When we were hired a few months ago to support communications for the XV International Aids Conference in Bangkok, we knew this was not going to be just another event. With speakers and delegates ranging from Aids activists, pharmaceutical company CEOs, HIV-positive teenagers, politicians, Hollywood actors, prominent scientists and world leaders, the challenge was to deliver sustainable messages that always led back to the conference.

Our client, the International Aids Society, needed to anticipate and deal with politically and emotionally-charged issues, prepare key spokespeople for controversial questions, break the media registration and delegate attendance record and put Aids back on the world agenda. Essentially, this amounted to more than event management - but a requirement for every PR tool and strategy at our disposal to help them make world headlines.

To bring the issues of an event to the surface in the news media requires an intensive fight for share of voice among your target journalists. They need to feel compelled to put your event on their calendar so they don't miss the chance to cover the angles coming out of it. Putting things into perspective and context also helps shape the agenda for media coverage.

If the event organiser is your client, you also need to find the tricky balance of emphasising the most interesting angles while staying as neutral as possible to avoid appearing on the side of a particular sponsor or constituency.

Continuing to monitor ongoing media coverage leading up to the event will also help you shape the type of angles you want to focus on with your client during the actual event. Knowing what is hitting the buttons can help you position emerging news in a more targeted way so that information naturally folds into the ongoing coverage.

A few other traditional tactics must be included in your approach.
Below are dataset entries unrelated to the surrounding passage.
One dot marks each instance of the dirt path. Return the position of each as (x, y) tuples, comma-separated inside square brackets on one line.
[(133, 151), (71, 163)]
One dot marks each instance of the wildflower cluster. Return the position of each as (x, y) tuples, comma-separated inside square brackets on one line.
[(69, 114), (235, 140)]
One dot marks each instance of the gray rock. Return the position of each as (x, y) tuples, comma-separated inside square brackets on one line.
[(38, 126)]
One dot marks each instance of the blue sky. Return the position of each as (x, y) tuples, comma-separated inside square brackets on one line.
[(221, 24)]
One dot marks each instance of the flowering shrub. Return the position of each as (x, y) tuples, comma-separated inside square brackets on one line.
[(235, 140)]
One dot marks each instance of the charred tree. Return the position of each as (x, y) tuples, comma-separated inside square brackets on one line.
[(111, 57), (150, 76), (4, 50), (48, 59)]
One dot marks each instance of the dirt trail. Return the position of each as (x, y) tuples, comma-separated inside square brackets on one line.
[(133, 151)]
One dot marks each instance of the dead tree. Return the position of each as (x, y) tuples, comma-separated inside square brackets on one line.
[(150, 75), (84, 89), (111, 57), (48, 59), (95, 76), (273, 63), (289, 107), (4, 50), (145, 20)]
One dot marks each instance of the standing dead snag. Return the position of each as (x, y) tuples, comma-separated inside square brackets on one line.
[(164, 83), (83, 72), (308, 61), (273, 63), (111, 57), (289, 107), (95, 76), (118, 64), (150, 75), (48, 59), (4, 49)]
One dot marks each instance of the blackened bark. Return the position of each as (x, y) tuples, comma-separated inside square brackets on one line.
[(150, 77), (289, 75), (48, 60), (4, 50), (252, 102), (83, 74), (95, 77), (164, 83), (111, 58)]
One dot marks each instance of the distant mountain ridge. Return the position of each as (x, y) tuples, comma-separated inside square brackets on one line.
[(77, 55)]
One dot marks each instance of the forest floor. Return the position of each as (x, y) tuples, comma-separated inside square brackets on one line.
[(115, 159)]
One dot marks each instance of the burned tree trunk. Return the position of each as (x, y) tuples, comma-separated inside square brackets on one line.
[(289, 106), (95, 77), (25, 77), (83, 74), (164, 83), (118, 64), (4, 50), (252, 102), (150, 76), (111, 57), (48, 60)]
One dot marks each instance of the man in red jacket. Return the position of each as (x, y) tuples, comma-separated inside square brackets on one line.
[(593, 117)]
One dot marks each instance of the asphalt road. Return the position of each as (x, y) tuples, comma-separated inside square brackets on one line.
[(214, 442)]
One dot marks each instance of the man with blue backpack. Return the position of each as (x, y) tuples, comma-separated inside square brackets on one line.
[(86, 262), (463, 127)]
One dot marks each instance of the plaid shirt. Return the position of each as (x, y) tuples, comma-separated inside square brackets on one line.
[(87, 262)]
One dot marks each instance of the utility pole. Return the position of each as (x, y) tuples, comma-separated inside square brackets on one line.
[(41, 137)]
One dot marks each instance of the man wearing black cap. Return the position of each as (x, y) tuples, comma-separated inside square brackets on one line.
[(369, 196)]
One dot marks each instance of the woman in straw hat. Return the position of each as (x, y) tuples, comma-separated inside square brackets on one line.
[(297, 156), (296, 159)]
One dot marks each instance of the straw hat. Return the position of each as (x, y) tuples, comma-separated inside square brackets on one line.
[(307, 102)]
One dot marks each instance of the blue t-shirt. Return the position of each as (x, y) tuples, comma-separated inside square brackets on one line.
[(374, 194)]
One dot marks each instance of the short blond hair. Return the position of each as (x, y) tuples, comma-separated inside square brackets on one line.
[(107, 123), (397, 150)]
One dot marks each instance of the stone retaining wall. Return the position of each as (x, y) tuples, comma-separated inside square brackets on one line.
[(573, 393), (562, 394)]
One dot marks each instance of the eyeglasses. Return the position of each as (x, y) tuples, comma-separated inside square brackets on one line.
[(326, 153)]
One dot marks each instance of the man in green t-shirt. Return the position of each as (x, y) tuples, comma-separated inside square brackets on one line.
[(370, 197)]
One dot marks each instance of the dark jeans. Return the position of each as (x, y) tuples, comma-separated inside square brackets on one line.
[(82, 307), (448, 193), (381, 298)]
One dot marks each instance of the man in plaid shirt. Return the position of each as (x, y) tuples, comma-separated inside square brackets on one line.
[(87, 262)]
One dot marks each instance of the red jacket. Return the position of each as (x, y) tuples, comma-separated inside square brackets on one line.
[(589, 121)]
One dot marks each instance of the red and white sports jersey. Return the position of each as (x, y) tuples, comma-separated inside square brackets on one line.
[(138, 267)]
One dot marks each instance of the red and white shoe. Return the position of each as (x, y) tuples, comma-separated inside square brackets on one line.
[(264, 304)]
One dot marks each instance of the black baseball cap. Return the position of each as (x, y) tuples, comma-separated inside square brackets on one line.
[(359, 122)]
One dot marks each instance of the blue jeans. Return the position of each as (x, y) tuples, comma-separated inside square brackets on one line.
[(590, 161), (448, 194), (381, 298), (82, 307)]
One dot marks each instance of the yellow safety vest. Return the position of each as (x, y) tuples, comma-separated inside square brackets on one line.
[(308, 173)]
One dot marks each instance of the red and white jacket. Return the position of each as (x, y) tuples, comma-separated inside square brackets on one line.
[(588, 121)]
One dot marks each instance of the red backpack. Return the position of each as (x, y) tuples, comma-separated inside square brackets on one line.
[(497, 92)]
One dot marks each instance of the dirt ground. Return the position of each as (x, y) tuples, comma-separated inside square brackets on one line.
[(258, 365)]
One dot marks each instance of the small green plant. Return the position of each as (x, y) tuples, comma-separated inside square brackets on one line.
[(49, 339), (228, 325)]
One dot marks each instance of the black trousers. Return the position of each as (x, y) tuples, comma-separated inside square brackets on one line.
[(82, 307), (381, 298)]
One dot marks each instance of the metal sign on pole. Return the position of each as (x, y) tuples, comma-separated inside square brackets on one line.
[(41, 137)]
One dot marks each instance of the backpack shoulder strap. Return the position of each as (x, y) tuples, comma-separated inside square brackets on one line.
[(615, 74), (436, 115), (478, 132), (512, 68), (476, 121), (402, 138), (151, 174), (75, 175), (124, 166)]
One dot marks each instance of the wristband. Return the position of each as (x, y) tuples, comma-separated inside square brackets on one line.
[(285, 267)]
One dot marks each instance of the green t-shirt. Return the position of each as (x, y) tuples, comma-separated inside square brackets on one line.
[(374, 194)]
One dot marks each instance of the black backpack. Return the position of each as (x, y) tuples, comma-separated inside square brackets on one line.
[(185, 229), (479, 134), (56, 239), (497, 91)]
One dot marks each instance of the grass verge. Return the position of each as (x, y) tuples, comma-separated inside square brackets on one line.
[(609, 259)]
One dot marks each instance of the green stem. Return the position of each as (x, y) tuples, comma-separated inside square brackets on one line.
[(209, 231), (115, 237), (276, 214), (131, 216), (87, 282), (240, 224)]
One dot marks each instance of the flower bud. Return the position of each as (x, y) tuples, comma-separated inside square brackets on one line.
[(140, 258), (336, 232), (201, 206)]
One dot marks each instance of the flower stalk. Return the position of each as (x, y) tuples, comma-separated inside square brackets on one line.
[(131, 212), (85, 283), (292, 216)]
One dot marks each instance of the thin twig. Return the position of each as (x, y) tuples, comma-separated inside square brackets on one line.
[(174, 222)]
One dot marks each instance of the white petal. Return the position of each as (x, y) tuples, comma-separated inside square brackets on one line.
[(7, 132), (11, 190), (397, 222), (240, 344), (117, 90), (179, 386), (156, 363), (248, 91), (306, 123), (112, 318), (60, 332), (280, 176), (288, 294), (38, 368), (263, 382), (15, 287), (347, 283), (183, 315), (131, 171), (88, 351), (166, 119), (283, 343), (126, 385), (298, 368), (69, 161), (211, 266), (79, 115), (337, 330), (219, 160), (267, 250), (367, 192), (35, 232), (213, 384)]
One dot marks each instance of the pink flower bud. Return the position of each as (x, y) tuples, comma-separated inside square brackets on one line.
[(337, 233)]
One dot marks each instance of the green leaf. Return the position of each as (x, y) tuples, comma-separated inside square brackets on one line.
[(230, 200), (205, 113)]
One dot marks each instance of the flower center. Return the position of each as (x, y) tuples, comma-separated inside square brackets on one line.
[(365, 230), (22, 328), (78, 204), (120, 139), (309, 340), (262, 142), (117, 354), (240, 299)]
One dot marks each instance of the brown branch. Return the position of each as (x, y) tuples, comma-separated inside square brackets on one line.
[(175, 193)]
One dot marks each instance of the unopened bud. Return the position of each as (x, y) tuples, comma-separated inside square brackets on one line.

For regional or global media outreach, consider how to tailor your messages and key angles to those audiences, with relevant facts, trends and spokespeople.

Let photojournalists and camera crews know when and where the best photo opportunities will happen during the event. No matter what the subject of your event, always prepare statements in advance to respond to negative developments or media coverage - and for as many as you can anticipate.

Most importantly, don't think of the assignment as an event. Think about how you're going to get under the skin of the most compelling, news-making issues and raise those to the surface. Don't let go until you're the talk of the town.